If anyone has any suggestions on where to get some cheap, yet effective, cd storage I'd love you forever.

Tuesday 20 January 2009

Everything changes and everything stays the same

I'm trying to ignore the mainstream media today, all of which is engaged in some kind of wank-fest over US capital's latest choice of lapdog. 'A moment in history' gushes the BBC, ever subservient to the ruling class. Any good Marxist will tell you that it's not people like Ob*ma who are the agents for historical change.

The Enemies of Reason puts it nice and succinctly, and there's a more in-depth critique here. Defenders of Obama's populist revolution point to the fact that he'll reverse Bush's abhorrent laws on abortion and sexual health, and will improve access to healthcare for the working class - but surely that's the very least any reasonably sane person would do?
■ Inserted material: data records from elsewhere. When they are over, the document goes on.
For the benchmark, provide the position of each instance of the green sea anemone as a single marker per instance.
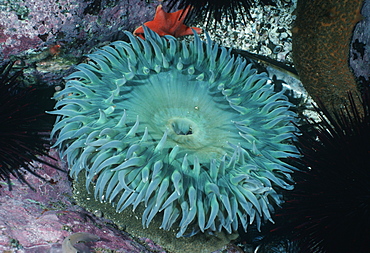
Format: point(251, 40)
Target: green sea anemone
point(184, 129)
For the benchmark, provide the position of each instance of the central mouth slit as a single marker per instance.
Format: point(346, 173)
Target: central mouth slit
point(182, 127)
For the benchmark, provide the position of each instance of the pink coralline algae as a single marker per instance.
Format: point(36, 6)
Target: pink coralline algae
point(39, 221)
point(78, 25)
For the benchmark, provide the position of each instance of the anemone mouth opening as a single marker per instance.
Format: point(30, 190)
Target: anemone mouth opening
point(182, 126)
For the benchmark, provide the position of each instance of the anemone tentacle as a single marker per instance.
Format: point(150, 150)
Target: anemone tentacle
point(185, 130)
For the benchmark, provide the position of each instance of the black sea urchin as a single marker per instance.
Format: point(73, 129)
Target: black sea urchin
point(23, 126)
point(184, 129)
point(330, 205)
point(218, 9)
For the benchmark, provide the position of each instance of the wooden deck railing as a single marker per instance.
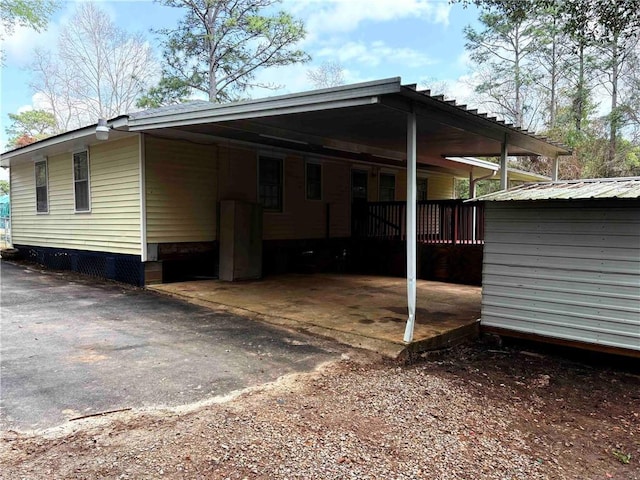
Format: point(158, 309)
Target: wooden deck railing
point(438, 221)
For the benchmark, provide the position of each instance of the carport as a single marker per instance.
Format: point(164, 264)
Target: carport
point(362, 311)
point(381, 122)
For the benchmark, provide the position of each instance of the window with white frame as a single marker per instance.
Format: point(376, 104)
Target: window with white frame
point(314, 181)
point(42, 186)
point(270, 182)
point(387, 187)
point(81, 181)
point(422, 184)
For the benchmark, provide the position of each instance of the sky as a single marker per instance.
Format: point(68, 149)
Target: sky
point(420, 41)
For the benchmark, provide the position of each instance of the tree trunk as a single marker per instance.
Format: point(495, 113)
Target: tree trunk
point(579, 101)
point(517, 80)
point(614, 102)
point(554, 68)
point(213, 84)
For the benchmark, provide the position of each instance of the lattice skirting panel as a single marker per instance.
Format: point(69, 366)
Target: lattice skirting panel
point(112, 266)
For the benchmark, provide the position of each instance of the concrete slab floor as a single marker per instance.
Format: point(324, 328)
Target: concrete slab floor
point(363, 311)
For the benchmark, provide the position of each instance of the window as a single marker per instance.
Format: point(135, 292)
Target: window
point(81, 180)
point(42, 187)
point(270, 183)
point(359, 184)
point(314, 181)
point(422, 189)
point(387, 187)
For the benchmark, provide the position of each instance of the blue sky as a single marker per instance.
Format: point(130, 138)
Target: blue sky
point(418, 40)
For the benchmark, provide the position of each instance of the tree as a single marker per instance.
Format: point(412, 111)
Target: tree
point(328, 74)
point(98, 70)
point(503, 49)
point(612, 28)
point(219, 46)
point(30, 126)
point(26, 13)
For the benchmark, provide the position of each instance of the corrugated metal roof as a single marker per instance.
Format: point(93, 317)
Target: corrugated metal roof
point(569, 190)
point(191, 106)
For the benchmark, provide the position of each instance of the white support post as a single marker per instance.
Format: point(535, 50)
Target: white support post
point(504, 152)
point(554, 171)
point(411, 226)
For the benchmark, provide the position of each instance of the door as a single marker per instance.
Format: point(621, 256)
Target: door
point(359, 196)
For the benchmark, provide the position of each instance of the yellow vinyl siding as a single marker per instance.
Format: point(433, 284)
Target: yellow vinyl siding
point(336, 189)
point(440, 186)
point(181, 184)
point(300, 218)
point(112, 225)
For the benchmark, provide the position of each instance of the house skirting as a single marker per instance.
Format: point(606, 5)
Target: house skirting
point(112, 266)
point(442, 262)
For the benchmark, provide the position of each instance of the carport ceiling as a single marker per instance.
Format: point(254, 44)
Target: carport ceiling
point(368, 119)
point(375, 129)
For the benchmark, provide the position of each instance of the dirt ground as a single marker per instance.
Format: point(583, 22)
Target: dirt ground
point(476, 412)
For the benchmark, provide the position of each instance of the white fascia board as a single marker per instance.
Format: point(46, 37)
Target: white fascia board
point(475, 162)
point(342, 97)
point(240, 113)
point(87, 133)
point(5, 159)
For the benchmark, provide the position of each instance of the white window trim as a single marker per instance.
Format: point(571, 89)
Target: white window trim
point(306, 190)
point(423, 177)
point(73, 176)
point(359, 169)
point(44, 160)
point(282, 157)
point(395, 185)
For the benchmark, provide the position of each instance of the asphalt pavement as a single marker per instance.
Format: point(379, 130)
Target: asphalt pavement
point(73, 346)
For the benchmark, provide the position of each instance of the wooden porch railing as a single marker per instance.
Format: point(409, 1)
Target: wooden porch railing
point(438, 221)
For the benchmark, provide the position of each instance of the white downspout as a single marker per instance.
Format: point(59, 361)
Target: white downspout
point(472, 194)
point(143, 197)
point(411, 226)
point(504, 152)
point(554, 171)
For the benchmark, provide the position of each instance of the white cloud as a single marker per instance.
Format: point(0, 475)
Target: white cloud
point(18, 46)
point(324, 17)
point(375, 54)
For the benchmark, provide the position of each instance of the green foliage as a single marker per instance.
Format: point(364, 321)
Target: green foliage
point(574, 48)
point(218, 47)
point(30, 126)
point(26, 13)
point(169, 91)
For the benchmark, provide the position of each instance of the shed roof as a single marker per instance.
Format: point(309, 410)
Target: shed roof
point(596, 188)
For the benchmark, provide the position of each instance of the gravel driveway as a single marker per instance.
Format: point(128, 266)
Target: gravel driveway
point(74, 346)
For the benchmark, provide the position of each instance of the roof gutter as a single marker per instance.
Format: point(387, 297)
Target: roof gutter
point(317, 100)
point(88, 131)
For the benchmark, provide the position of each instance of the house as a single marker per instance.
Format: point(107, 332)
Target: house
point(562, 263)
point(229, 189)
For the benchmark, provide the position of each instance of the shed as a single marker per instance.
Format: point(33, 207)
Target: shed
point(562, 263)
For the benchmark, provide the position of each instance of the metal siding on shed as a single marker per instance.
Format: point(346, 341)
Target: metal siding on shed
point(112, 225)
point(567, 270)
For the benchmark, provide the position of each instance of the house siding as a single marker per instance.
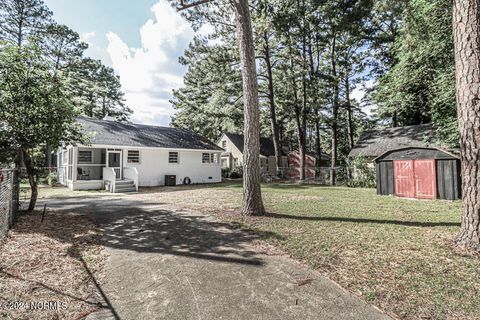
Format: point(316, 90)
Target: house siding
point(154, 166)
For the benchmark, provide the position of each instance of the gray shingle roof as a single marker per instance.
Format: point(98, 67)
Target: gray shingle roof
point(266, 144)
point(376, 143)
point(106, 132)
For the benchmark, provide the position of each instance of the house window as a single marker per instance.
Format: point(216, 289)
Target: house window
point(133, 156)
point(205, 157)
point(214, 158)
point(173, 157)
point(84, 156)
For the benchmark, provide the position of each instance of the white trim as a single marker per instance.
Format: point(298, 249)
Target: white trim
point(139, 156)
point(91, 156)
point(102, 146)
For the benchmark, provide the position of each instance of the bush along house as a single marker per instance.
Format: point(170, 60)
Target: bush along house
point(123, 156)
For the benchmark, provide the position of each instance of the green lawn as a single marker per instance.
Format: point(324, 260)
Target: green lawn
point(395, 253)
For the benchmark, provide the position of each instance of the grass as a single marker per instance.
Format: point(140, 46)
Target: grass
point(395, 253)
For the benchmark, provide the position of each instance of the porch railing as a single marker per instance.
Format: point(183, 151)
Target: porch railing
point(132, 174)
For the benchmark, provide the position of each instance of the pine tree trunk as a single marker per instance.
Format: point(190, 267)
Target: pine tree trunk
point(466, 23)
point(349, 113)
point(32, 179)
point(273, 112)
point(334, 112)
point(318, 147)
point(252, 197)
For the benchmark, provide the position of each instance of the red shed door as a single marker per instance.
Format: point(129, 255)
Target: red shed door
point(425, 179)
point(404, 178)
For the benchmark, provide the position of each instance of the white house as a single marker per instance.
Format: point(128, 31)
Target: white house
point(124, 156)
point(233, 156)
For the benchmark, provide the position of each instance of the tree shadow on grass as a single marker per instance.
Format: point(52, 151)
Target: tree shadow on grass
point(425, 224)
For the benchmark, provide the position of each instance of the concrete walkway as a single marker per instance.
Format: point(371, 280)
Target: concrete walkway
point(169, 263)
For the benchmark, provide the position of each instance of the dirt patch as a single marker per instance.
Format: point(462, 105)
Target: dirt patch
point(48, 270)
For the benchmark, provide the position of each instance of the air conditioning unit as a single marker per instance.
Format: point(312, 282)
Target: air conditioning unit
point(170, 180)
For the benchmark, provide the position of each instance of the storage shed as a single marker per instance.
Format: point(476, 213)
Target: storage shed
point(422, 173)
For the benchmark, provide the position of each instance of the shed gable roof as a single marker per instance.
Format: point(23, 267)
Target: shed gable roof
point(377, 142)
point(106, 132)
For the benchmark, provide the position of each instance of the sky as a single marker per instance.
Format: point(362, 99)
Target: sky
point(142, 40)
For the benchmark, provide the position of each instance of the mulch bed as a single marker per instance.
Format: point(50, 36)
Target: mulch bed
point(50, 270)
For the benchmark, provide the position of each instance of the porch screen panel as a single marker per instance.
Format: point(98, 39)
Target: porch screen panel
point(70, 165)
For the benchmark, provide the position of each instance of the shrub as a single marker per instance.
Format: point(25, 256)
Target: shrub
point(363, 176)
point(236, 173)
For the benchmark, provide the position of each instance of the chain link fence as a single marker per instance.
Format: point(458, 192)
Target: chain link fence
point(319, 175)
point(9, 199)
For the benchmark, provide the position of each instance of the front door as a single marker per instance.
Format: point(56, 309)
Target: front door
point(425, 179)
point(415, 179)
point(114, 160)
point(404, 178)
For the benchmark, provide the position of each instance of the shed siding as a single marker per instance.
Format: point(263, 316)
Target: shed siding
point(384, 173)
point(448, 179)
point(446, 171)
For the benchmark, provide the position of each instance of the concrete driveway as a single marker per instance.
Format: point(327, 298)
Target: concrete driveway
point(170, 263)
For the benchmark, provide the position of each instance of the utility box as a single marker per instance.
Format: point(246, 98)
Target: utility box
point(170, 180)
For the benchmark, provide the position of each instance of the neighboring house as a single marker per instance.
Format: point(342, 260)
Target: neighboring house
point(232, 157)
point(373, 144)
point(123, 156)
point(312, 170)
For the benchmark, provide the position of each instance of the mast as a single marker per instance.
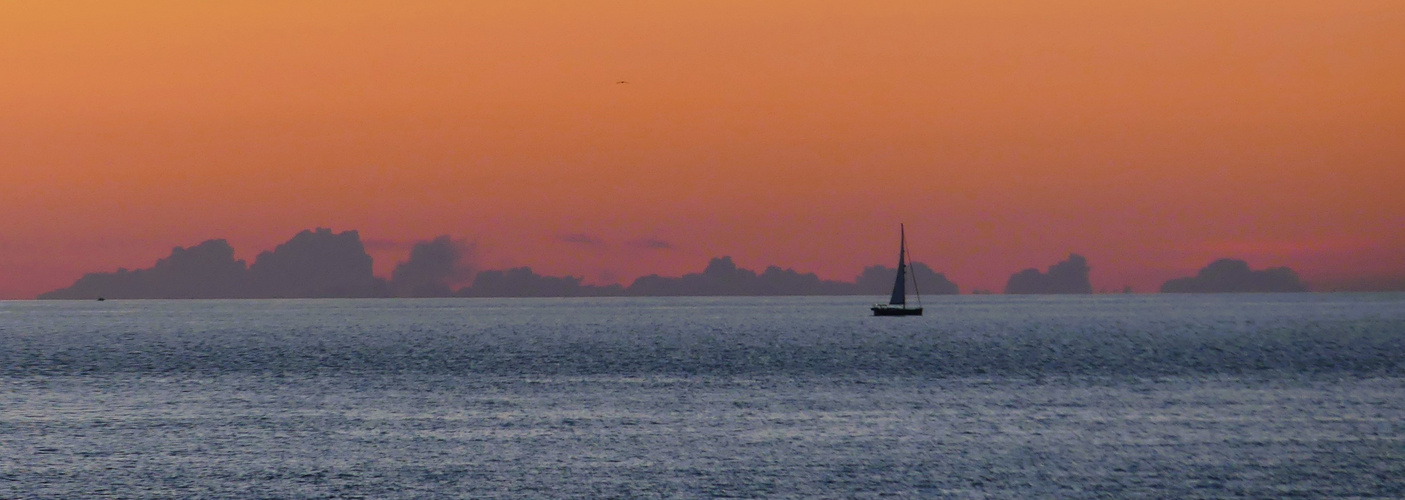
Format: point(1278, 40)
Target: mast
point(899, 290)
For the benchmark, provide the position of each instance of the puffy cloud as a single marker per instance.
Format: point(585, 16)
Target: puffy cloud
point(433, 268)
point(203, 271)
point(1231, 275)
point(1065, 277)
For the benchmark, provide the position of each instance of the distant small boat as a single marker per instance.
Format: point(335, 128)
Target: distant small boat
point(898, 304)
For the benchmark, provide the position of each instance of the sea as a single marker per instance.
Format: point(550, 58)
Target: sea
point(985, 396)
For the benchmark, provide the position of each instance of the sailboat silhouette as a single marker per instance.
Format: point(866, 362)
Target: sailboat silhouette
point(898, 304)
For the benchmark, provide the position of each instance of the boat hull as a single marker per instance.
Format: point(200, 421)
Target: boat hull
point(880, 311)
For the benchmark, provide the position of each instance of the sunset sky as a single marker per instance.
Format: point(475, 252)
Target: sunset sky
point(1149, 136)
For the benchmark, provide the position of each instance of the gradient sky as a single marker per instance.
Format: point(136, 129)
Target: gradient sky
point(1149, 136)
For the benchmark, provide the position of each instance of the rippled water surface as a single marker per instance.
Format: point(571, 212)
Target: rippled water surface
point(985, 396)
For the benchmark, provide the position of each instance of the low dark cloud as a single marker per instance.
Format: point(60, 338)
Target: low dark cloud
point(523, 281)
point(1065, 277)
point(312, 264)
point(582, 239)
point(652, 243)
point(203, 271)
point(325, 264)
point(1231, 275)
point(316, 264)
point(433, 268)
point(722, 277)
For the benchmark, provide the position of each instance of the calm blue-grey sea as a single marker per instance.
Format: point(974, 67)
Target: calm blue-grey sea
point(985, 396)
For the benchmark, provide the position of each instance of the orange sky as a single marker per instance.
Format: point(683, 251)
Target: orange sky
point(1149, 136)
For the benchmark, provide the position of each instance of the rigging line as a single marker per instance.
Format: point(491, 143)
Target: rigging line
point(913, 271)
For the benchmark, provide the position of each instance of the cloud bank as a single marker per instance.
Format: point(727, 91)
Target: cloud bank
point(1231, 275)
point(1065, 277)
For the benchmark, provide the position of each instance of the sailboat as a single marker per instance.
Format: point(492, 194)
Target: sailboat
point(898, 304)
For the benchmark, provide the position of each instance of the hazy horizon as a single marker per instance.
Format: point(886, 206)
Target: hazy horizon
point(1151, 138)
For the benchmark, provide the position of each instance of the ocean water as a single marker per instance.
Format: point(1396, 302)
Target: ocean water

For the next 24 hours, however, everything's alright forever for those whipped up by the spittle-encrusted frenzy of bourgeois mass media.

Time for a very tenuous music link. Everything's Alright Forever is, of course, a rather brilliant Boo Radleys album from 1991, and was my choice of getting-ready-to-go-out music during that summer.

It's somewhat overlooked because it preceded the supple Giant Steps and the positively pert Wake Up - both of which sold loads more - but it remains my favourite Boo Radleys album.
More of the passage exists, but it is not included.